Pada desember 2003, Dewan Lingkungan Pusat, tim ahli Pemerintah Jepang,
melaporkan bahwa framework penting untuk menangangi isu yang terkait JAI secara
efisien.
Laporan
tersebut juga mempresentasikan bagian penting dari sistem yang diperlukan untuk
pertimbangan regulasi importasi dan kepemilikan JAI. Dibawah kepemimpinan
Kementerian Lingkungan serta Kementerian Pertanian, Kehutanan dan Perikanan di
Jepang, kabinet kerja menyelesaikan draft tindakan JAI terbaru pada 9 Maret
2004.
2.2
JAI (Invasive Alien Species): framework
2.2.1
Pelarangan berbagai macam tindakan yang
terkait JAI
JAI
dipercaya sebagai diet di Jepang di akhir Mei 2004, dan diumumkan pada 2 Juni
2004 (UU No. 78) Hal ini bertujuan untuk kontrol JAI secara tepat dan untuk
mencegah kerusakan ekosistem, keselamatan manusia serta pertanian, kehutanan
dan perikanan. Framework terdiri dari 3 poin penting yaitu 1) Pelarangan
berbagao aksi yang berhubungan dengan JAI, 2) Mitigasi JAI di Jepang, dan 3)
Keputusan importasi spesies asing yang belum dapat dikategorikan (lihat Gambar
1).
Poin
pertama adalah pelarangan berbagai aksi yang berhubungan dengan JAI.
Memindahkan, menanam, menyimpan atau membawa JAI dilarang kecuali Kementerian
yang kompeten (Kementerian Lingkungan Hidup, namun sehubungan dengan pencegahan
efek merugikan di pertanian, kehutanan dan perikanan, maka Kementerian
pertanian, kehutanan dan perikanan harus dilibatkan) yang diperbolehkan
melakukan aksi ini.

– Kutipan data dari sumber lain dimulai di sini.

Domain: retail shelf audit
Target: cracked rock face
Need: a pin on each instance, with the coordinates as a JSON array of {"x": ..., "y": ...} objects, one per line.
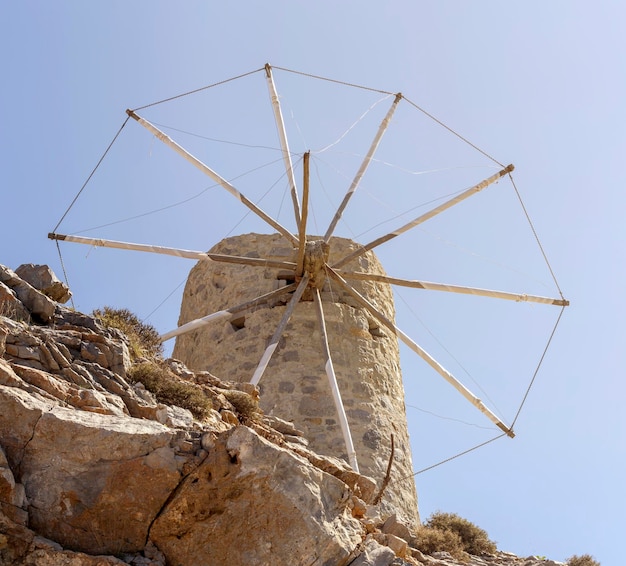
[{"x": 94, "y": 471}]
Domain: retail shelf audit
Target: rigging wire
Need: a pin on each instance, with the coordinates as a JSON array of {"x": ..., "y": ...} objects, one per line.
[
  {"x": 177, "y": 203},
  {"x": 448, "y": 418},
  {"x": 217, "y": 140},
  {"x": 445, "y": 349},
  {"x": 65, "y": 273},
  {"x": 543, "y": 355},
  {"x": 351, "y": 127},
  {"x": 91, "y": 174},
  {"x": 532, "y": 227},
  {"x": 453, "y": 132},
  {"x": 450, "y": 458},
  {"x": 198, "y": 89}
]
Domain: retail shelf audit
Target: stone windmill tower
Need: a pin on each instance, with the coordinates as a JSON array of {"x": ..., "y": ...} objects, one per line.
[{"x": 295, "y": 386}]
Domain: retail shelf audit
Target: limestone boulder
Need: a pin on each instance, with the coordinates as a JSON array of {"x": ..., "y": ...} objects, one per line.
[
  {"x": 38, "y": 304},
  {"x": 252, "y": 502},
  {"x": 95, "y": 482},
  {"x": 42, "y": 278}
]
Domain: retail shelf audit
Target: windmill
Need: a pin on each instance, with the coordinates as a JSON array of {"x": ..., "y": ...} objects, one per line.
[{"x": 315, "y": 271}]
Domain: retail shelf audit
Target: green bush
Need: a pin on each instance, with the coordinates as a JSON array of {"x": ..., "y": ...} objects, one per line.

Izin impor hanya diberikan jika pemohon dapat mencegah
invasi JAI ke ekosistem di Jepang. Izin impor juga harus dilakukan sebelum
kedatangan atau transfer JAI. Pelepasliaran JAI ke lingkungan liar di Jepang
tidak diperbolehkan selamanya. Sebagai tambahan, diperlukan penanaman
microchips di JAI untuk identifikasi. Penerapan denda menjadi langkah utama
lainnya. Pelanggar dapat dihukum penjara hingga lebih dari 3 tahun atau
membayar denda lebih dari 3 juta yen (setara dengan USD 28,000). Perusahaan
yang melanggar akan dikenakan denda lebih dari 100 juta yen (sekitar USD
940,000). Denda ini lebih diperketat lagi dikarenakan untuk melindungi biodiversity. Sepertinya penting untuk
melindungi ekosistem yang secara bertahap menjadi lebih baik di Jepang.
2.2.2 Mitigasi Keberadaan JAI di Jepang
Poin
kedua adalah untuk mitigasi JAI yang telah ada di ekosistem di Jepang.

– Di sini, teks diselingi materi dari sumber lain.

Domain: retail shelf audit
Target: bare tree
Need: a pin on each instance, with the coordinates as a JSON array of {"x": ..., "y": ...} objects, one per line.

Kementerian yang berwenang akan mengumumkan penugasan strategis mitigasi
nasional JAI untuk memimpin mitigasi yang efektif. Berbagai tindakan mitigasi
seperti penangkapan, koleksi ayau pembunuhan JAI dapat dipilih. Mitigasi
dikeluarkan oleh Kementerian yang berwenang dngan organisasi lainnya contohnya
badan pemerintahan nasional lainnya, pemerintahan lokal dan swasta. Saat
menerapkan strategi mitigasi, penerapan utamanya adalah pengenalan untuk upaya
mitigasi yang efektif, dengan biaya yang sedikit dan mudah diimplementasikan
oleh petugas.
2.2.3
Keputusan Jenis Alien yang belum dikategorikan sebelum diimpor
Poin
ketiga adalah penilaian Jenis Alien yang belum dikategorikan sebelum diimpor.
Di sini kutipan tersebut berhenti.